Si les actes administratifs doivent être pris selon les formes et conformément aux procédures prévues par les lois et règlements, un vice affectant le déroulement d’une procédure administrative préalable n’est toutefois de nature à entacher d’illégalité la décision prise que s’il résulte de l’instruction qu’il a été susceptible d’exercer, en l’espèce, une influence sur le sens de la décision prise ou s’il a privé les intéressés d’une garantie. En outre, dans le cas où l’agent public se plaint de ne pas avoir été mis à même de demander communication ou de ne pas avoir obtenu communication d’une pièce ou d’un témoignage utile à sa défense, il appartient au juge d’apprécier, au vu de l’ensemble des éléments qui ont été communiqués à l’agent, si celui-ci a été privé de la garantie d’assurer utilement sa défense.
En l’espèce, M. F… soutient que le rapport écrit rédigé par le médecin du travail le 10 juin 2022 n’a pas été transmis à la commission de réforme, cette circonstance n’étant pas contestée en défense. Toutefois, dès lors que la saisine de la commission n’avait pas pour objet la reconnaissance de l’imputabilité au service des pathologies de M. F… et que le rapport d’expertise du docteur H… avait été transmis à l’organisme paritaire, il ne résulte pas de l’instruction, compte tenu des pathologies dont était atteint l’intéressé, que l’absence de transmission du rapport du médecin du travail destiné à éclairer la commission quant aux conditions et à l’environnement de travail M. F… a privé ce dernier d’une garantie, ni a été susceptible d’avoir une influence sur le sens de la décision litigieuse. Les dispositions précitées de l’article 15 de l’arrêté du 4 août 2004 n’imposent pas, contrairement à ce que soutient M. F…, que le médecin du travail devrait être mis à même d’assister à la réunion de la commission de réforme dans le cas où cette dernière est amenée à statuer sur le seul taux d’invalidité du fonctionnaire reconnu définitivement inapte à l’exercice de toute fonction. Aussi ce moyen doit-il être écarté.

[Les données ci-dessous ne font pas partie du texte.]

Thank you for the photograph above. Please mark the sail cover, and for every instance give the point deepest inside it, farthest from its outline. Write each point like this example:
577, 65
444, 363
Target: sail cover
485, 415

En quatrième lieu, l’article 3 de l’arrêté du 4 août 2004 prévoit que la commission de réforme, à laquelle a succédé le comité médical, comprend notamment deux praticiens de médecine générale, auxquels est adjoint, s’il y a lieu, pour l’examen des cas relevant de sa compétence, un médecin spécialiste qui participe aux débats mais ne prend pas part aux votes. S’il est constant que, lors de sa séance du 5 octobre 2021, la commission de réforme, saisie de la demande de mise à la retraite pour invalidité de M. F…, était composée de deux praticiens de médecine générale, sans la présence d’un médecin spécialiste, il ressort toutefois des pièces du dossier qu’elle disposait du rapport d’expertise du 2 juin 2021 ainsi que des pièces complémentaires transmises par M. F…. Il n’est pas établi, compte tenu des affections dont est atteint celui-ci et au regard des éléments dont disposait ladite commission, que la présence d’un médecin spécialiste était nécessaire lors de l’examen de la situation de M. F….

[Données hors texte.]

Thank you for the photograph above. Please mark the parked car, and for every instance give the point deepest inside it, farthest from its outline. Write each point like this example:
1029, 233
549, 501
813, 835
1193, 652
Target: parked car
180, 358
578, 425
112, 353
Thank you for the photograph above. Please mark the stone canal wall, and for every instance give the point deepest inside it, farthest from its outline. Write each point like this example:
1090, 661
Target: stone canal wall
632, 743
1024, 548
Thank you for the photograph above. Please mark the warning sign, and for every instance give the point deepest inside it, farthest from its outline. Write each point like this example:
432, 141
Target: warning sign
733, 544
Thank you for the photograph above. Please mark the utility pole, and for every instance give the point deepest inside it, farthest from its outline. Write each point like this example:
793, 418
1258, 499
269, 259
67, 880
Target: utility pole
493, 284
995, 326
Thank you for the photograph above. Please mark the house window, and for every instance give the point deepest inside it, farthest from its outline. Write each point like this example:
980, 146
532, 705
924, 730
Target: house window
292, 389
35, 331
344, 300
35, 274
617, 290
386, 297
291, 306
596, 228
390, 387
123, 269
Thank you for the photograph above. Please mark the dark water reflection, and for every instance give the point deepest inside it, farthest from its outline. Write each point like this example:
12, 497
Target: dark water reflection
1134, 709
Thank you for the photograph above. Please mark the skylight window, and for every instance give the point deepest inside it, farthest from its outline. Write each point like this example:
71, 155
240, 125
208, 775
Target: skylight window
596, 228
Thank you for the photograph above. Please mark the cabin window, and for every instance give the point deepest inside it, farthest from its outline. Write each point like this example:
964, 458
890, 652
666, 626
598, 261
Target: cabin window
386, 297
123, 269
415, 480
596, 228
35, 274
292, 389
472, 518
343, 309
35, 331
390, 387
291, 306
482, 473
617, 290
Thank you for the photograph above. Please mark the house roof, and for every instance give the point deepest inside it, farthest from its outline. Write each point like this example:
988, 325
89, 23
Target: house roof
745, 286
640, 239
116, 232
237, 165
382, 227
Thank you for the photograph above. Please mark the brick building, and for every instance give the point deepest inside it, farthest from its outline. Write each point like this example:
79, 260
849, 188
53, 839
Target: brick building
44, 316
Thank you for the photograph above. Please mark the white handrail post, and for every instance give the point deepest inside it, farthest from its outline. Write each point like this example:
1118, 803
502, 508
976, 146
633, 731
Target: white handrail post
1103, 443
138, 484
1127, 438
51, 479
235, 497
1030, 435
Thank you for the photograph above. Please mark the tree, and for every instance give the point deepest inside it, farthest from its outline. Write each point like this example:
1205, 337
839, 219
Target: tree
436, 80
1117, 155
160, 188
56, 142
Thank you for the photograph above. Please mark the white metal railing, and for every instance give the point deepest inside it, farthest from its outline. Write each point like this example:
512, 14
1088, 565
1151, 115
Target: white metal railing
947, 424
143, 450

En cinquième lieu, il résulte de l’instruction que si la décision du 23 août 2022 se réfère à un rapport daté du 10 mars 2021 établi par le docteur D…, il ressort des motifs de l’avis de la commission de réforme du 5 octobre 2021 qu’il a été rendu au vu d’un rapport d’expertise établi par le docteur H…, médecin généraliste, le 2 juin 2021. Aussi cette erreur matérielle entachant cette décision est-elle sans incidence sur sa légalité.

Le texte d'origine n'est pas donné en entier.